Human rights body hammers Justice Chang’s decision

The Guyana Human Rights Association (GHRA) has come out strongly against Chief Justice Ian Chang’s recent dismissal of the Director of Public Prosecutions’ (DPP) advice to charge Commissioner of Police Henry Greene with rape calling the ruling “profoundly disturbing.”

“It is profoundly disturbing to the GHRA that an opportunity for a meaningful test of this country’s commitment to both the protection of females from sexual offences and the principle that no one is above the law, should be short-circuited by such specious reasoning,” the organization said in a statement. It said that Justice Chang’s platitudes about ‘consent’ in dismissing the advice as ‘irrational,’ “demonstrate that the criminal justice establishment is far behind the general public in its understanding of sexual offences.”

The GHRA said that government’s decision to invite impartial investigators from Jamaica reflected a clearer appreciation of the complexity of charging the Commissioner of Police than Justice Chang. It said that the question will now be asked as to where the judgment leaves victims of sexual offences.

“While women have long been reluctant to approach the police with sexual offences complaints, (a factor the new Sexual Offences Act was intended to address), the logic of this judgment suggests that they would be well advised to think twice about seeking redress of any kind from the police,” the GHRA said.”With the judicial process so out of step with a modern understanding of sexual offences the doors of the court are also closing on victims of sexual assault,” the statement said.

The GHRA expressed hope that the same appreciation that prompted the Government to bring in independent investigators will now trigger the prompt dismissal of Greene.

In examining the ruling, the association said that the circumstances of Greene arguing consent in a case of this nature are, prima facie, extremely difficult by virtue of the power and status of his office.  It said that the parallel can be drawn with correctional officials claiming consent in sexual activity with prisoners under their power and control. “For this reason, most modern jurisdictions consider it is almost axiomatic that sexual activity between police (and prison) officers and persons under their power and influence cannot be consensual,” the association said.

The association said that Justice Chang seems unaware of Section 7(2)(k) of the Sexual Offences Act which rules out a presumption of consent if sexual activity took place in circumstances of “abuse of a position of power or authority to the extent that the complainant could not resist at the time of the sexual activity.”

“In light of these considerations, what is so “irrational” about the charges,” the association questioned.

It said that rather than determine whether coercion rooted in the status of the defender was present, the judge, according to reports in the media, focused on the victim’s behaviour both while accompanying the commissioner into the hotel and later buying food on Regent Street with him.

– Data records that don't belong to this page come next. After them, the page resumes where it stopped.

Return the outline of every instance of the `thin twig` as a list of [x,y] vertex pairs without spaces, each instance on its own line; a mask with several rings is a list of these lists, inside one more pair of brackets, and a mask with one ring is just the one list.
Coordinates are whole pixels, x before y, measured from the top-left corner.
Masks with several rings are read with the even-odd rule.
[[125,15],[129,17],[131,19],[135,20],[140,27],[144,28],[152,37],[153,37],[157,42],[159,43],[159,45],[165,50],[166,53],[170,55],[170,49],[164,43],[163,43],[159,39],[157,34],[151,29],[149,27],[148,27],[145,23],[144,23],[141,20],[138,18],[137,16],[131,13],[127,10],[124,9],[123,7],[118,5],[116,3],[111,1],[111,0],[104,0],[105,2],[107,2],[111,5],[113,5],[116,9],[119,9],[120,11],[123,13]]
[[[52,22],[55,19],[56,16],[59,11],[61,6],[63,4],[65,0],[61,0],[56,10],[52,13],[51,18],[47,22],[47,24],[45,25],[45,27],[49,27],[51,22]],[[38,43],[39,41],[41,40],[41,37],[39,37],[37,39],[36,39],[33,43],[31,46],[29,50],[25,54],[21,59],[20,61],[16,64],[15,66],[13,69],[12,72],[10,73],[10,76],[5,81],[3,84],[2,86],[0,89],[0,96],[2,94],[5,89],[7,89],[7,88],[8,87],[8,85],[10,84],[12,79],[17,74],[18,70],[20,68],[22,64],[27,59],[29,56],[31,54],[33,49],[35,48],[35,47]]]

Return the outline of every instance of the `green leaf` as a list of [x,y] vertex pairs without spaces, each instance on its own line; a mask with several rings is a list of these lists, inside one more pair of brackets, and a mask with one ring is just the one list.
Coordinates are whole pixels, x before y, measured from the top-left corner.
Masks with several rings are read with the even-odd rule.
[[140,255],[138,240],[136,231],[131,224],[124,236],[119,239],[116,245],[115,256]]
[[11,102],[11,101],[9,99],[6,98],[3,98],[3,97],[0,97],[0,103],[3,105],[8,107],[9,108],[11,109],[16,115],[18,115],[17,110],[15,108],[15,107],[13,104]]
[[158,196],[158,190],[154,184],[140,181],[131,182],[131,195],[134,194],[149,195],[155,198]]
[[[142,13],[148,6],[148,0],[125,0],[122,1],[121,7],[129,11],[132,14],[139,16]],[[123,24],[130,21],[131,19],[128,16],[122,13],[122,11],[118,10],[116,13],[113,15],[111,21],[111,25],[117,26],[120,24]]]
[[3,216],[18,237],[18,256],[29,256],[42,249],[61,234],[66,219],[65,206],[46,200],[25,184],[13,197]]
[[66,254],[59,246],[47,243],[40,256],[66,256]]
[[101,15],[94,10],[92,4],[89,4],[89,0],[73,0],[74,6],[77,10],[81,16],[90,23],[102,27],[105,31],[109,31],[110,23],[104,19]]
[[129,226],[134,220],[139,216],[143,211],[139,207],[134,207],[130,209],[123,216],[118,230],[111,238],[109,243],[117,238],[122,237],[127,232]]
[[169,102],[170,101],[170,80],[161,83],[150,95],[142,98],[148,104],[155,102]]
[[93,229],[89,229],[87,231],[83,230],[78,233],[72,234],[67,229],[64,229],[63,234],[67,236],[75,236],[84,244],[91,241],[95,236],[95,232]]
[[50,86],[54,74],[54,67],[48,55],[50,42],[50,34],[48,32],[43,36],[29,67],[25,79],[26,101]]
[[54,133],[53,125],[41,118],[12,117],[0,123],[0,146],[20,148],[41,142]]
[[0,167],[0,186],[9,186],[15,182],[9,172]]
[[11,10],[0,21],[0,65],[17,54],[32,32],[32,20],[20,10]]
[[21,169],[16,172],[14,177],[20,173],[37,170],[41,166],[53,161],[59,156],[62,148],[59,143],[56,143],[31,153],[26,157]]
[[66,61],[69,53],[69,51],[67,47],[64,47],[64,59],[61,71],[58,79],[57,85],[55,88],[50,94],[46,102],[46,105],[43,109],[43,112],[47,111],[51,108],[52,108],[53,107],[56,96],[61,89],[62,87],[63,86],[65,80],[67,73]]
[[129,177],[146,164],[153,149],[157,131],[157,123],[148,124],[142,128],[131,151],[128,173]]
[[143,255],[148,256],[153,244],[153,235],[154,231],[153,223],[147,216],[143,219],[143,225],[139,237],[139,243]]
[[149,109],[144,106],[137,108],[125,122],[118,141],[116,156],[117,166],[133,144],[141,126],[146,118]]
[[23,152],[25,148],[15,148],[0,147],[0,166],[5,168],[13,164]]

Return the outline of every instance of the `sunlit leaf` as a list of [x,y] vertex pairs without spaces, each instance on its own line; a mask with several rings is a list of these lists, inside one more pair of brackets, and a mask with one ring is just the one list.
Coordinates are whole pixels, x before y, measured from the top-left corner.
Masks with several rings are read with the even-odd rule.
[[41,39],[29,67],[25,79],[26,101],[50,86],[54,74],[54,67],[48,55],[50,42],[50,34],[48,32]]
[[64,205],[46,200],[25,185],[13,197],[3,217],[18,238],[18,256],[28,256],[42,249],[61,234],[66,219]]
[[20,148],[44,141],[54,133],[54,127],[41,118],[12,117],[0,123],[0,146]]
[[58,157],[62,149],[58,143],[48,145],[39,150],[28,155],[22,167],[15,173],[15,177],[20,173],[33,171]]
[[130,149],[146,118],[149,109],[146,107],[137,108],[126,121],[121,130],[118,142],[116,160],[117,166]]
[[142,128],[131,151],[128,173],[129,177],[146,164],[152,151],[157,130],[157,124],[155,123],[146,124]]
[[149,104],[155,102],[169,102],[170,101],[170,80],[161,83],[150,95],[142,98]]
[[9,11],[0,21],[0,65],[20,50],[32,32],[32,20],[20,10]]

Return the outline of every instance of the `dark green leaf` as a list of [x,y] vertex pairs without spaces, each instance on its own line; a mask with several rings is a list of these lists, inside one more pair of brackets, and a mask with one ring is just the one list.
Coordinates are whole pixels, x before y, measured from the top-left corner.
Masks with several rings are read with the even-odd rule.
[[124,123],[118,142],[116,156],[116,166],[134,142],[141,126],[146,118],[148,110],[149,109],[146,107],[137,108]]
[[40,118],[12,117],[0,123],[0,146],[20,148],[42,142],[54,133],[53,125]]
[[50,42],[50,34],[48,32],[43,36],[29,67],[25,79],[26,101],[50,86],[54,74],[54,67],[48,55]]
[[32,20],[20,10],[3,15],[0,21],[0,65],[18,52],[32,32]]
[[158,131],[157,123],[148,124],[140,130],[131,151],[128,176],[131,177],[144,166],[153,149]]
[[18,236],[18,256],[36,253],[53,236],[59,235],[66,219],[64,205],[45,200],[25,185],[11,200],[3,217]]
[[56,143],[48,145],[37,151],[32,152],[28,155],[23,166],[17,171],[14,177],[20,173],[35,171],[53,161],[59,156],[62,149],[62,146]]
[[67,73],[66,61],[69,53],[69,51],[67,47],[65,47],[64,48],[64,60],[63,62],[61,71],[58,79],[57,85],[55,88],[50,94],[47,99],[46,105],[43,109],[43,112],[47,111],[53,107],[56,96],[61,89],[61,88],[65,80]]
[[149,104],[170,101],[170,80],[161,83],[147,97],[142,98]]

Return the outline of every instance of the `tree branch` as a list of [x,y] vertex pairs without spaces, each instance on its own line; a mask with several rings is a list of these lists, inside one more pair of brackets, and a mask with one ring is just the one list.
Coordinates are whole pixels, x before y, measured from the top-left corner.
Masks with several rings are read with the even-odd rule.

“He perhaps needs reminding that ‘consent and belief in consent cannot be inferred by (a) reason of silence or lack of physical resistance on the part of the complainant’”, the association said, quoting the Sexual Offences Act.

Further, the GHRA declared that Justice Chang’s analysis of ‘consent’ reveals “precisely the kind of judicial chauvinism that provoked the reform of sexual offences legislation in the first place. ”Rather than seize the opportunity to demonstrate that the law is no respecter of status, Justice Chang’s judgment can instead embolden rich and powerful sexual predators that they have nothing to fear from our judicial system, the statement said.

Justice Chang in his ruling said that the DPP’s decision to charge Greene with rape was ‘irrational’, because the evidence did not present a realistic prospect of conviction but the GHRA said that this seems faulty procedurally and substantively. “Is this not a matter for the PI [Preliminary Inquiry] and subsequently the jury, not a judge in Chambers,” the GHRA questioned.

It said that if the term ‘irrational’ is to be applied to the DPP’s decision to charge, it must also apply to a much wider range of people, starting with the Jamaican investigators on whose submissions the DPP presumably relied on and to all the people now indignant over the dismissal of the charges. “Public indignation over this inexplicable intervention in the judicial process is well-founded and predictable (as a consequence of) a decade of public education around the age of consent, sexual violence against women and an appalling conviction rate in rape cases,” the GHRA said.

The GHRA is of the opinion that a parallel can be drawn with the case currently before the US Supreme Court in which conservative judges are being encouraged to overthrow President Obama’s health reforms. “Justice Chang’s judgment challenges implementation of a modern sexual offences Act on grounds that are ideological and social rather than legal – what constitutes appropriate behaviour in consenting women – and to this extent undermines democratic culture and progress,” the release said.

GHRA said it hopes that the same appreciation that prompted the government to bring independent investigators will now trigger the prompt dismissal of the Commissioner of Police.